Union Nationale des Transports Fluviaux
- Trade name: Unatra
- Industry: Transportation
- Founded: March 12, 1925 in Belgian Congo
- Defunct: September 1, 1936
- Headquarters: Léopoldville, Belgian Congo

= Unatra =

The Union Nationale des Transports Fluviaux (Unatra) was a government-controlled company that provided river transport services in the Belgian Congo between 1925 and 1936.

==Origins==

Before 1921 the Belgian government operated transport services on the Congo River, as did various private enterprises.
In 1921 the government formed the state-owned company Sonatra (Sociéte Nationale des Transports Fluviaux au Congo) to manage its river transport services.
Sonatra was the successor to the Marine de Haut-Congo, which had launched its first steamer, the En Avant, on Ngaliema Bay on 3 December 1881.
In March 1925 Sonatra merged with the transport operations of the private company Compagnie Industrielle et de Transports au Stanley Pool (Citas) to create Unatra (Union nationale des Transports fluviaux).
The government owned 70,000 shares in Unatra out of 120,000 total.

==Early years==

The Minister of the Colonies, Henri Carton de Tournai, asked General Frederik-Valdemar Olsen to retire so he could take over management of Unatra.
Olsen took a vacation in Europe from 11 June to 8 December 1925, then took office as general manager of Unatra.
Olsen undertook various reforms to stop corruption, ensure schedules were met and improve financial management.
He structured the organization into sectors based on Coquilhatville, Bumba, Bandundu and Port-Francqui.
He had to struggle with local bureaucracy, and at one pointed offered his resignation to the ministry, which was refused.
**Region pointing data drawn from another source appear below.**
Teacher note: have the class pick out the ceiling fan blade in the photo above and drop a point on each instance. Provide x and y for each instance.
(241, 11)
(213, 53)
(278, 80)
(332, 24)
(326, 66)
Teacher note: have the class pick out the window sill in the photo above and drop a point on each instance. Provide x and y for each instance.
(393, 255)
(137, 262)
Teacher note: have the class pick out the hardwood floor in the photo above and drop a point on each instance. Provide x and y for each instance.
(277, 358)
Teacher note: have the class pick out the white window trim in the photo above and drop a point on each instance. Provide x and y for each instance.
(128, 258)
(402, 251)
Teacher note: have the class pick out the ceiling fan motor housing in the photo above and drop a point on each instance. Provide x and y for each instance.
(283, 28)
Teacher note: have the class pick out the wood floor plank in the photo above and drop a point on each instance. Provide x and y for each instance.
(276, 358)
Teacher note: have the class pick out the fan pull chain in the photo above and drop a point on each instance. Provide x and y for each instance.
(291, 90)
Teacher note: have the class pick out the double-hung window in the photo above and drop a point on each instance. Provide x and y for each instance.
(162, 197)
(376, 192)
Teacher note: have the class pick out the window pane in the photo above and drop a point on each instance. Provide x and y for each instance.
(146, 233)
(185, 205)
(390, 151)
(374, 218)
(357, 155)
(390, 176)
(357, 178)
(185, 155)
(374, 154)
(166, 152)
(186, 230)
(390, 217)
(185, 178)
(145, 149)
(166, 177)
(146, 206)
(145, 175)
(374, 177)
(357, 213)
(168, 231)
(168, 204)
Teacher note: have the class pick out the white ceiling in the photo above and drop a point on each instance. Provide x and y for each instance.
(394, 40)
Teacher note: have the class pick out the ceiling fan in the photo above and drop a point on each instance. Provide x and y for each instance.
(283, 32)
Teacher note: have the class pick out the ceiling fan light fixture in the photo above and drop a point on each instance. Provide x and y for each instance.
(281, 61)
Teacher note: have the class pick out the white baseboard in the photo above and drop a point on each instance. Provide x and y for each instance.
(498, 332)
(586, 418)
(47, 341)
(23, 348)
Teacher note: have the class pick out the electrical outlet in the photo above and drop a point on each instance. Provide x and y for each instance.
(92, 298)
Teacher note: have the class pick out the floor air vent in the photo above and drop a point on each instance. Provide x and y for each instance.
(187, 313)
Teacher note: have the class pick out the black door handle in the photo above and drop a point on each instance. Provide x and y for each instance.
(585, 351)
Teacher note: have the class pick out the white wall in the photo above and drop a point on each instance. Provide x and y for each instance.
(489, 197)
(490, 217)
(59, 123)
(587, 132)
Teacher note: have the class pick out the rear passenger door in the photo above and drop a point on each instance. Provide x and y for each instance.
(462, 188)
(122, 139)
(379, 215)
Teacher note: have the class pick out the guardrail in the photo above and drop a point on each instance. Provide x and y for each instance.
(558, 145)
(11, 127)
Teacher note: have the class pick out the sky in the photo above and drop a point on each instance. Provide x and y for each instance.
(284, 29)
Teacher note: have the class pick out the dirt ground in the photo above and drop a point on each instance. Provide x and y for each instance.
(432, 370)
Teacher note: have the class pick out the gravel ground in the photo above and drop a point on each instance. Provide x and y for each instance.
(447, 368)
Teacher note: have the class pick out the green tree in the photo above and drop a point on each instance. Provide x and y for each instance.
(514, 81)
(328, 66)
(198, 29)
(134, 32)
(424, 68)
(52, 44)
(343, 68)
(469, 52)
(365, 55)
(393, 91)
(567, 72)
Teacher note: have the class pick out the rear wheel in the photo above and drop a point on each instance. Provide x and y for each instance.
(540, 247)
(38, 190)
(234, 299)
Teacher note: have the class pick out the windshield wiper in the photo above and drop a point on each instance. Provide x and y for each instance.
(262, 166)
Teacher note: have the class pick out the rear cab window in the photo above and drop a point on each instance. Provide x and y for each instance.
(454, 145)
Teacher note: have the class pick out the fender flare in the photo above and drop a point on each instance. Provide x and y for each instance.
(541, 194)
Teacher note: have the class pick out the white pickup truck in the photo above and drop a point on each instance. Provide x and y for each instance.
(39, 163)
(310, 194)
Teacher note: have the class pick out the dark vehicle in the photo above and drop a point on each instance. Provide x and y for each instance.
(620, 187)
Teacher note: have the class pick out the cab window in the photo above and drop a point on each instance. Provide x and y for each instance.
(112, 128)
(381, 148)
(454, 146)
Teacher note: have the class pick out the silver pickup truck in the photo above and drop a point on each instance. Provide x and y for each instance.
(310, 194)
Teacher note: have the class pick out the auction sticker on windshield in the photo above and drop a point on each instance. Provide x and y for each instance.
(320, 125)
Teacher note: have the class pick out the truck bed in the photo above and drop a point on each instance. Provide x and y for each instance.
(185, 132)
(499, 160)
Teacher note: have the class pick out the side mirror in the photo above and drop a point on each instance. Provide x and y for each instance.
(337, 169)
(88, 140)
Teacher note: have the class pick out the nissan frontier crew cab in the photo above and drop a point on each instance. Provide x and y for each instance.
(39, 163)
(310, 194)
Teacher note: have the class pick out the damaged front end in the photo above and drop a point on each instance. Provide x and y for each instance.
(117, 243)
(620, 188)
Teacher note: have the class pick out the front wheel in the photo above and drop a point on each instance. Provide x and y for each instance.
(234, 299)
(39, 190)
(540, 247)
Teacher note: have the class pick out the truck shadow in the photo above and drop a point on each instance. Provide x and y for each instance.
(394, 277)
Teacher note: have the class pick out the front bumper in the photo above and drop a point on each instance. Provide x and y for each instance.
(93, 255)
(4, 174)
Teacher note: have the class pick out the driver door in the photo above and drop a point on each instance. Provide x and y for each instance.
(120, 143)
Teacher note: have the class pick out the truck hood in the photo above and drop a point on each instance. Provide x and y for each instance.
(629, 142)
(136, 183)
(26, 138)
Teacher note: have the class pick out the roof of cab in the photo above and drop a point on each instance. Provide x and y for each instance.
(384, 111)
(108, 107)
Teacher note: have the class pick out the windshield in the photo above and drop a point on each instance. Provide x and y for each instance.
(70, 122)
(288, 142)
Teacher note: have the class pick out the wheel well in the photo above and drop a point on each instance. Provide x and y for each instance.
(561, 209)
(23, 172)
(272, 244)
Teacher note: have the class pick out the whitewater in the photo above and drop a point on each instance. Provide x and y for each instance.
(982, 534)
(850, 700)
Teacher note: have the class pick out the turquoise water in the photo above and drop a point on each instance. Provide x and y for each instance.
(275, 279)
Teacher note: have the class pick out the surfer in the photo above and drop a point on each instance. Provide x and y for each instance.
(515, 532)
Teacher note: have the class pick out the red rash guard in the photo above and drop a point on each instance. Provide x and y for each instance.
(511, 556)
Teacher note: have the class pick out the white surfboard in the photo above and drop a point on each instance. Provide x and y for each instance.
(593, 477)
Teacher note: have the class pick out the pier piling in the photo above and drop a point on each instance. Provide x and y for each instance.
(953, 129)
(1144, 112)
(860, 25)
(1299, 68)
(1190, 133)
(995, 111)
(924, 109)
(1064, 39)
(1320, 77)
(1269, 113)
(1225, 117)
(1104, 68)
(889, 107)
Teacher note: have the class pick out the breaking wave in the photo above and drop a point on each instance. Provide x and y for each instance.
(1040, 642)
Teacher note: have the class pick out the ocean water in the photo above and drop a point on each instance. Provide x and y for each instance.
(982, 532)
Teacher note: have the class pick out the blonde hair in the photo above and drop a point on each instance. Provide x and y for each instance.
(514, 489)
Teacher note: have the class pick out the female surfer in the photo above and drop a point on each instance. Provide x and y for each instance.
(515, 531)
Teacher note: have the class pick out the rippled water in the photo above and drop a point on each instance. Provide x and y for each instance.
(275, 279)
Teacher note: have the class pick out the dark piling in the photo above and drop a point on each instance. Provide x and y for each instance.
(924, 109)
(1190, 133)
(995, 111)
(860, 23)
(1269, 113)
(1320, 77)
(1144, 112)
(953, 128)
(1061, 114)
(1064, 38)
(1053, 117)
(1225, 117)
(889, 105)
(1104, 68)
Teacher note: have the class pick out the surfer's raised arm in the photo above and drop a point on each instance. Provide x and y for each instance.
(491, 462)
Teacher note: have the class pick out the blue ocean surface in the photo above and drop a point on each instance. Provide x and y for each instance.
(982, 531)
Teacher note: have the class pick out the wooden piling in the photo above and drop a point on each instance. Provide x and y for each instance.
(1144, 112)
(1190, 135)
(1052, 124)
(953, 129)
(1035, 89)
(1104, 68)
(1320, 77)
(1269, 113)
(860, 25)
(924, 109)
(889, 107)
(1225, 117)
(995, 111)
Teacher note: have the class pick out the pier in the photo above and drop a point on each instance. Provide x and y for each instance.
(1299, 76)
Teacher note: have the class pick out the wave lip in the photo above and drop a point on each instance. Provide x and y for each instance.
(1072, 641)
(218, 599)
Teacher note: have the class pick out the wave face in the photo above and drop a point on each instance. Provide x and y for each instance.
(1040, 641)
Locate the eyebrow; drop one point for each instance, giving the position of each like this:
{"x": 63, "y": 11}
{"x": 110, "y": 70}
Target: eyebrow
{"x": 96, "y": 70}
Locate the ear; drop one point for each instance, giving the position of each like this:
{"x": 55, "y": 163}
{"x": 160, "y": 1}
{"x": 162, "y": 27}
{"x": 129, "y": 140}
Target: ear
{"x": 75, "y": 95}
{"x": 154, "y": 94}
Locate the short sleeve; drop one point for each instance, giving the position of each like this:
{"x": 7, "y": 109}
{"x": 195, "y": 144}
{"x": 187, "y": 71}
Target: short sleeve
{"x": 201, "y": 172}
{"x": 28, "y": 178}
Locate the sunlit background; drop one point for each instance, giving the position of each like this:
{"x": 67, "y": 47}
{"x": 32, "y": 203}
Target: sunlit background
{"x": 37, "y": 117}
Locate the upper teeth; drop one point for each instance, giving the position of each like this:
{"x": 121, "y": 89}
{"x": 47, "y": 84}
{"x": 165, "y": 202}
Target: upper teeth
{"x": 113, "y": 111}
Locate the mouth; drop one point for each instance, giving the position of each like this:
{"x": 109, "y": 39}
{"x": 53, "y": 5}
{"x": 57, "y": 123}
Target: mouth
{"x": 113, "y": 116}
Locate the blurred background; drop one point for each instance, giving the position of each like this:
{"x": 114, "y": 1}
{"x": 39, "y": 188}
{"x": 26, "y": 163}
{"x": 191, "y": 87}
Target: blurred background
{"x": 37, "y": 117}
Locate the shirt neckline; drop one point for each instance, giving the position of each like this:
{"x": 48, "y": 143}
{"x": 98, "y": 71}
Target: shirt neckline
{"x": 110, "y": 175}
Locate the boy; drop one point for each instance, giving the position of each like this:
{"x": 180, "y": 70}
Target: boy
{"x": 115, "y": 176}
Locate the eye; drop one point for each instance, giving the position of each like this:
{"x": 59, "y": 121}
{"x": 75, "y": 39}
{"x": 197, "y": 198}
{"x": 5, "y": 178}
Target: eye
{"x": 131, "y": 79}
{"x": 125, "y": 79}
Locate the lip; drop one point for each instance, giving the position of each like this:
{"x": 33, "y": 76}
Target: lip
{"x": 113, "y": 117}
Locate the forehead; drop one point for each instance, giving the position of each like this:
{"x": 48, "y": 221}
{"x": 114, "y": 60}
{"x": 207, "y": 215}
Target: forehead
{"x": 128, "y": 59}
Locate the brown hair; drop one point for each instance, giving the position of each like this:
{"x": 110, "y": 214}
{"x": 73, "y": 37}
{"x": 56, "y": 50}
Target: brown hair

The company was governed by the "Cahier des charges" agreement of 12 March 1925 which obliged it to provide service on a fixed timetable on the Congo and Kasai River, and on the navigable tributaries of these rivers.
Rates were subject to government approval, even when services might have to be provided at a loss, but the government would make up any deficit.
Unatra would have a monopoly on transport of goods and personnel for the state.
In 1928 the company was given permission to treat the approved rates as maximums and to offer lower rates so as to compete with private companies.

In 1930 Olsen contracted sleeping sickness and had to leave Africa.
Olsen remained a director of Unatra and of C.F.L. (Compagnie du chemin de fer du Congo supérieur aux Grands Lacs africains), which provided transport services on the Lualaba River.

==Great Depression==

Railways and navigable waterways in the Belgian Congo

During the Great Depression the market collapsed for products such as timber, cocoa, coffee, rubber, cotton, palm-oil, palm nuts, native rice and sesame.
Effective 1 July 1931 the government ordered drastic cuts to the rates for transporting these products to make them more competitive.
The cuts would last for a period of three months, renewable if needed.
These applied to Manucongo (Société pour la manutention dans les ports du Congo), Mayumbe Railway Régie, Compagnie du chemin de fer du Congo, Union nationale des Transports fluviaux et Manutention Léo, Société des chemins de fer vicinaux du Congo and the Société des Messageries automobiles du Congo.
The government would reimburse the affected companies for resulting losses.

No subsidy was offered to private companies that were not regulated by the government.
This gave rise to the Oscar Chinn Case in which a private company operated by a British subject, was unable to compete and brought a claim against the Belgian government that went to the Permanent Court of International Justice.
The claim was rejected.
However, in October 1932 the government offered to make up losses incurred by private transport companies.
As of 1934 the government was still the majority shareholder, with 128.987 shares out of 243,000.

==Succession==

Otraco Office des Transports Coloniaux) was formed on 20 April 1935 as a public institution to promote economic reconstruction after the depression.
It took over the port of Boma and the Mayumbe railway authority on 17 July 1935.
On 1 June 1936 it acquired the Compagnie du chemin de fer du Congo, which ran the Matadi-Kinshasa railway line.
On 22 June 1936 Unatra agreed to transfer all of its assets to Otraco, effective 1 September 1936.
At this time Unatra owned about 40,000 tons of river boats, barges and tugs.
It operated 25 regular services, including the 1723 km line from Leopoldville to Stanleyville.

In 1936 Frederik-Valdemar Olsen, former head of Unatra, was made managing director of Otraco.
Later, on 15 October 1937 Otraco acquired the Manuco (Société pour la manutention dans les ports du Congo), which operated the port of Matadi, followed by other ports and railways.